# Need Job Advice as Intern



## MM9232 (Aug 12, 2012)

I have 1 semester left before i graduate(industrial engineering). I am currently a summer intern for a rather large company. My current group is fully staffed, however a different group has a full time opening. When I was introduced to the boss of the group with a full time opening I got a strong impression he was looking at me as a strong candidate for that role. I have a few weeks left before going back to school and I am very interested in the open position, but I am unsure of how I should express interest in the position. Given that I have some time left I feel it would be beneficial to work with some of the other employees in that group and see how they operate but as i said, they are separate from my current role. I believe approaching my boss about this would be the first step, but I am uncertain of how I should handle it. Any advice is greatly appreciated.


----------



## solomonb (Aug 12, 2012)

Go to your boss and tell he/she that you are interested in the other position when you graduate in December. Tell him that your intern experience has been valuable/beneficial to you, you like the company (assuming that you do) and think that you would be a great fit with the new group. As he/she what they think, and how you should proceed. What should happen is that your boss will agree with you, suggest that he/she talk to the hiring boss and see when you all can have a caucus and discuss the open position.

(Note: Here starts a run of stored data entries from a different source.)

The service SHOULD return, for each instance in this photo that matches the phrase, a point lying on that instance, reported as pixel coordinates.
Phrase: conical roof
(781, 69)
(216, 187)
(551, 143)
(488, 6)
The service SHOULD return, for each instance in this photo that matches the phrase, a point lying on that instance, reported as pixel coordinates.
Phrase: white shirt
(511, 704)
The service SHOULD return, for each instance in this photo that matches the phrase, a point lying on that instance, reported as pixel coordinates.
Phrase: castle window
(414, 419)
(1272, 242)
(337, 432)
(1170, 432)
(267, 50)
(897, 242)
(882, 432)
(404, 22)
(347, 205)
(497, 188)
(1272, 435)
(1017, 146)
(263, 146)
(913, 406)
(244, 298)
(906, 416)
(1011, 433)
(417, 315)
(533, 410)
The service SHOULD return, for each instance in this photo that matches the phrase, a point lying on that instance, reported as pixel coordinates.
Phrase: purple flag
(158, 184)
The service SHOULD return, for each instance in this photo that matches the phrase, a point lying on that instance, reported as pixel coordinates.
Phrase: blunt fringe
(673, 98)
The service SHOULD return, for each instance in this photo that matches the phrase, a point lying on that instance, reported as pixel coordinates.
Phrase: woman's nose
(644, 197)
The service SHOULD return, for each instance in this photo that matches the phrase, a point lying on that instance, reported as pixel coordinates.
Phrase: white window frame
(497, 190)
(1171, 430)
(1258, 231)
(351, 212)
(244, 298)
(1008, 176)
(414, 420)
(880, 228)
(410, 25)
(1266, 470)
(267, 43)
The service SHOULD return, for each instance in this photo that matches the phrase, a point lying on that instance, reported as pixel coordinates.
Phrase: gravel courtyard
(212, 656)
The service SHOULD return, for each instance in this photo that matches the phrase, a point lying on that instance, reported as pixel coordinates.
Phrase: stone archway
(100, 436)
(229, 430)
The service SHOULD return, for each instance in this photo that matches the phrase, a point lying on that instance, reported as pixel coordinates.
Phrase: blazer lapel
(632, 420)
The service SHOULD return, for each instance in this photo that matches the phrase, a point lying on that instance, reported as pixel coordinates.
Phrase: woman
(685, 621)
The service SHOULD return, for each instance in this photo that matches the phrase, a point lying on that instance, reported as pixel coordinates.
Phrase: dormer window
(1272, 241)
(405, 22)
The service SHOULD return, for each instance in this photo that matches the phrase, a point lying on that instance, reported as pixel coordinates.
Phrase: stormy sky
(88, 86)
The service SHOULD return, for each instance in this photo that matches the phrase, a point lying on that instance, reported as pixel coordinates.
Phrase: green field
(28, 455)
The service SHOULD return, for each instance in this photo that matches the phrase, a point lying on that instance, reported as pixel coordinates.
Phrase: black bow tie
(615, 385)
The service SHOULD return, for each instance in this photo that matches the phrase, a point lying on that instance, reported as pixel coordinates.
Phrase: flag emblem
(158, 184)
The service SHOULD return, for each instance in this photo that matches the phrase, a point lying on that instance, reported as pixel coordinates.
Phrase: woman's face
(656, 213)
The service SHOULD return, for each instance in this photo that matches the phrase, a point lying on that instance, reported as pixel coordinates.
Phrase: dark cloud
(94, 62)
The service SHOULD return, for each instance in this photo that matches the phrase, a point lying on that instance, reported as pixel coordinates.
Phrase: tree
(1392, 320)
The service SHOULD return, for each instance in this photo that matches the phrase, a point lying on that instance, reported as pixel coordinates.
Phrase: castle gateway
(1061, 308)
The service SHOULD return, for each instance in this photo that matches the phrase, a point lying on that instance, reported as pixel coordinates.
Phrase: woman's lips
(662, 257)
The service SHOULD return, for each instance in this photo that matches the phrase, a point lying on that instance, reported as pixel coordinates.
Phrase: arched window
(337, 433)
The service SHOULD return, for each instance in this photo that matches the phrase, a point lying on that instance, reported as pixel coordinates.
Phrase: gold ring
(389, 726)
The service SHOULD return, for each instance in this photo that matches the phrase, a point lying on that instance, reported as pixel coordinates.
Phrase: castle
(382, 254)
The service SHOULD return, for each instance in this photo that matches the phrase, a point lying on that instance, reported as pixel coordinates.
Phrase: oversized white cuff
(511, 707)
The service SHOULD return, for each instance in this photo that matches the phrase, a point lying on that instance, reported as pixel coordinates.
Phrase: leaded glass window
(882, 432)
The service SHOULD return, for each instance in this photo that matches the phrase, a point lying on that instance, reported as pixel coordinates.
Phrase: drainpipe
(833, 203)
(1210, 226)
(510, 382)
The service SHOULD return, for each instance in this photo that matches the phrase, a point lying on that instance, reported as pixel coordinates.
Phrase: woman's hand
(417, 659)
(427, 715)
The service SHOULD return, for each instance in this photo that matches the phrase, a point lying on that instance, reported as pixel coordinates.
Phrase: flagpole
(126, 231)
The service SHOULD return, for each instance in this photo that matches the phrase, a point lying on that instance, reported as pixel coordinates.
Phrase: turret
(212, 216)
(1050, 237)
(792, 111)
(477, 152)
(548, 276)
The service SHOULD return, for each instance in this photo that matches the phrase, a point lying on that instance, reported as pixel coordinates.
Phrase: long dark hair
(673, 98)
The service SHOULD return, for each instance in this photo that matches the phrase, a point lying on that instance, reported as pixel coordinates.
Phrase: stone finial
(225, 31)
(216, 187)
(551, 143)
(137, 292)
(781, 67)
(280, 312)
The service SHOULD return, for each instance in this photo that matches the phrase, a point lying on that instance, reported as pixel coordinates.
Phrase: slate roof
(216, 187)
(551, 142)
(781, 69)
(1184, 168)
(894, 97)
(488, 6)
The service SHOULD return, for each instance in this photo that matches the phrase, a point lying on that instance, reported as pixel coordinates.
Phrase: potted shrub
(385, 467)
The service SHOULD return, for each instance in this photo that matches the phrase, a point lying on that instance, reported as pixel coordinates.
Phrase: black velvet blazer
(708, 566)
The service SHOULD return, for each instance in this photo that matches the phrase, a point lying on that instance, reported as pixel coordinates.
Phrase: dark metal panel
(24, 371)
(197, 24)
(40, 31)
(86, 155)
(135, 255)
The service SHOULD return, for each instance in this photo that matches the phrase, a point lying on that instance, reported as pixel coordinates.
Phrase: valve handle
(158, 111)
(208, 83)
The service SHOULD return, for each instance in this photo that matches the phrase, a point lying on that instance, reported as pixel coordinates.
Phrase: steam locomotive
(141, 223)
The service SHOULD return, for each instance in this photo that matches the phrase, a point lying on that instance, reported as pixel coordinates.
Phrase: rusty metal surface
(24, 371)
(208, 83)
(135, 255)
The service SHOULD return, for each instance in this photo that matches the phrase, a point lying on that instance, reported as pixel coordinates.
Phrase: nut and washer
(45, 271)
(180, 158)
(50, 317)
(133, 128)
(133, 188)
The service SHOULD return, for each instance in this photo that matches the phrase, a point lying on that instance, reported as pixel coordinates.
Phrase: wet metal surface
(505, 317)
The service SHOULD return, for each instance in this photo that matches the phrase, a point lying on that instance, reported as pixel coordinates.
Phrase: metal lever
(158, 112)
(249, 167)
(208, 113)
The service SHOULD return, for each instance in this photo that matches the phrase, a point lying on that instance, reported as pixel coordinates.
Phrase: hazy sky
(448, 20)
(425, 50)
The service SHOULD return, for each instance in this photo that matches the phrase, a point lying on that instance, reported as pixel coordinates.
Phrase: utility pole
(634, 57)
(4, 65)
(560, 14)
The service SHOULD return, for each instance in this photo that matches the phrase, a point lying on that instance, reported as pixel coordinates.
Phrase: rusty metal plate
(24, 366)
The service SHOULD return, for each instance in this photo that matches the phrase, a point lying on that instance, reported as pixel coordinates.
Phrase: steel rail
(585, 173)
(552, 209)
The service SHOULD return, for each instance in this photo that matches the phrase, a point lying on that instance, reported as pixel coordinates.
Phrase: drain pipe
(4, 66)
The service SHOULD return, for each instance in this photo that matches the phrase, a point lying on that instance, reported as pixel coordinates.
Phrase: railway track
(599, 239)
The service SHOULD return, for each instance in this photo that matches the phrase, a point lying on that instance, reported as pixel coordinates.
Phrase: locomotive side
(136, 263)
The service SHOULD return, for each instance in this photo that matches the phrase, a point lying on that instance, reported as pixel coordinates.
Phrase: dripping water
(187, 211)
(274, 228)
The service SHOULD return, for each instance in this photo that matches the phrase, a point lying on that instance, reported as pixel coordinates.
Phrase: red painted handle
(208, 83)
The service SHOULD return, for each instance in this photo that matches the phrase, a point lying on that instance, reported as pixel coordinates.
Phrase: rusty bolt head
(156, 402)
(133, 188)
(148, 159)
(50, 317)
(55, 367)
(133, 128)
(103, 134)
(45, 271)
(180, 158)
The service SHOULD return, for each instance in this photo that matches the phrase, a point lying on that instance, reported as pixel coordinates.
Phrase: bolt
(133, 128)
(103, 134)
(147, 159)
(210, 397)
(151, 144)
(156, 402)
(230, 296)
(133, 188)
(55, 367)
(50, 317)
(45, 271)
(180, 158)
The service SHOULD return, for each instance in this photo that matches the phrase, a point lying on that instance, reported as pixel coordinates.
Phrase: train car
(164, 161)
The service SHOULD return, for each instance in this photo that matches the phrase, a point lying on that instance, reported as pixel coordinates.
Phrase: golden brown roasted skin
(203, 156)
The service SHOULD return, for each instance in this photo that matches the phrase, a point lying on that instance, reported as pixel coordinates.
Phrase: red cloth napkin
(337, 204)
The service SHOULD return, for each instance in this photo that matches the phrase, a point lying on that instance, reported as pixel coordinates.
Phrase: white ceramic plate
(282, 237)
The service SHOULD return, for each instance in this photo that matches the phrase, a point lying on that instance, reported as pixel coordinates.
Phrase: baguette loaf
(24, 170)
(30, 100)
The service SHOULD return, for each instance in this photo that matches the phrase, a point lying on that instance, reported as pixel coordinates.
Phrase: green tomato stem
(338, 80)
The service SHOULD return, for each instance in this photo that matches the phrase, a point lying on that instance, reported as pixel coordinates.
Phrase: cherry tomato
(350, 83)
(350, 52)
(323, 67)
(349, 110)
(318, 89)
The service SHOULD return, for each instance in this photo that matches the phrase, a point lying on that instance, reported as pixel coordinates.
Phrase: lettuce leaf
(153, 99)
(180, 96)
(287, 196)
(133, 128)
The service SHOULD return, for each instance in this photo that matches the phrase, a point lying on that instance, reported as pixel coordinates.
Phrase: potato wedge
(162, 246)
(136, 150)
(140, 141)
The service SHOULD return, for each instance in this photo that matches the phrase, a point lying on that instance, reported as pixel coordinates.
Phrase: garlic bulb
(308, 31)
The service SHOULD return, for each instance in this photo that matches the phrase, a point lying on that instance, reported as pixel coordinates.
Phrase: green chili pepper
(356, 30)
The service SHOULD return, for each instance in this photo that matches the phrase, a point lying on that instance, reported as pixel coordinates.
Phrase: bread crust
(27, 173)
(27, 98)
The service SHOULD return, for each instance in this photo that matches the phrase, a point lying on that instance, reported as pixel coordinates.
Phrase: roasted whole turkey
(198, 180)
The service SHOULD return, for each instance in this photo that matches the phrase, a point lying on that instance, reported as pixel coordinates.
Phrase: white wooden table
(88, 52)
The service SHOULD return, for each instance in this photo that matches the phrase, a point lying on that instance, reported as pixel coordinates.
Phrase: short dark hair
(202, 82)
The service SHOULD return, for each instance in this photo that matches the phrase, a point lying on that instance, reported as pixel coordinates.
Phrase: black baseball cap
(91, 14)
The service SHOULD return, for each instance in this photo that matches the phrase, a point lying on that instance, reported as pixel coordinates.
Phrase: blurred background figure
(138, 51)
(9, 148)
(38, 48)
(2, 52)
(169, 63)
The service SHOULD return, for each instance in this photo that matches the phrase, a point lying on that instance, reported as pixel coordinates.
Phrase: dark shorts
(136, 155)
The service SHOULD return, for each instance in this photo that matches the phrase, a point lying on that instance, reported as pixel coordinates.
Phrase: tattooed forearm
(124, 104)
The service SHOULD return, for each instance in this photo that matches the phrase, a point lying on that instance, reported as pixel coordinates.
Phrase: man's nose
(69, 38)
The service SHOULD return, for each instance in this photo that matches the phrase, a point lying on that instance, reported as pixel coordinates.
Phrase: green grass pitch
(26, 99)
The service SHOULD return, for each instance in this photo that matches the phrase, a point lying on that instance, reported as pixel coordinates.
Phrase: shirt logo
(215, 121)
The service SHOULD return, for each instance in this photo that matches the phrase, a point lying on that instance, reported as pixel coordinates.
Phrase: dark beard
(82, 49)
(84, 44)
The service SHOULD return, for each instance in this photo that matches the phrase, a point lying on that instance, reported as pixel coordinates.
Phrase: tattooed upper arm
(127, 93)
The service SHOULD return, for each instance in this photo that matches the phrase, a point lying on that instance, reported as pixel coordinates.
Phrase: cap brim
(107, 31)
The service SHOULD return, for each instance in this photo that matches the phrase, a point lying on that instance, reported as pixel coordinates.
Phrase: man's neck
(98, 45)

NOW, if your boss does not move on this-- take initiative and see the other boss. After all, school starts in 3 weeks, you don't have time to waste. Conversely, the hiring boss is probably worried that he/she cannot/willnot find a qualified candidate to fill the position and will be excited to have you show some interest in the position.

Don't get hung up on the starting salary. Let's assume that they offer a good beginning IE salary. Find out what that is. How? Call IIE and ask. Call NSPE and ask. Check with your student services dept at the school and see what 2102 May grads got. Call some buddies that are hopefully working and see what they are making. I think that a beginning IE this year began at about $62,000. However, don't get hung up totally on salary. There are other factors that need consideration in addition to salary.

Get this far, we can address salary and benefits when you are at that point in the discussion.

Good Luck!


----------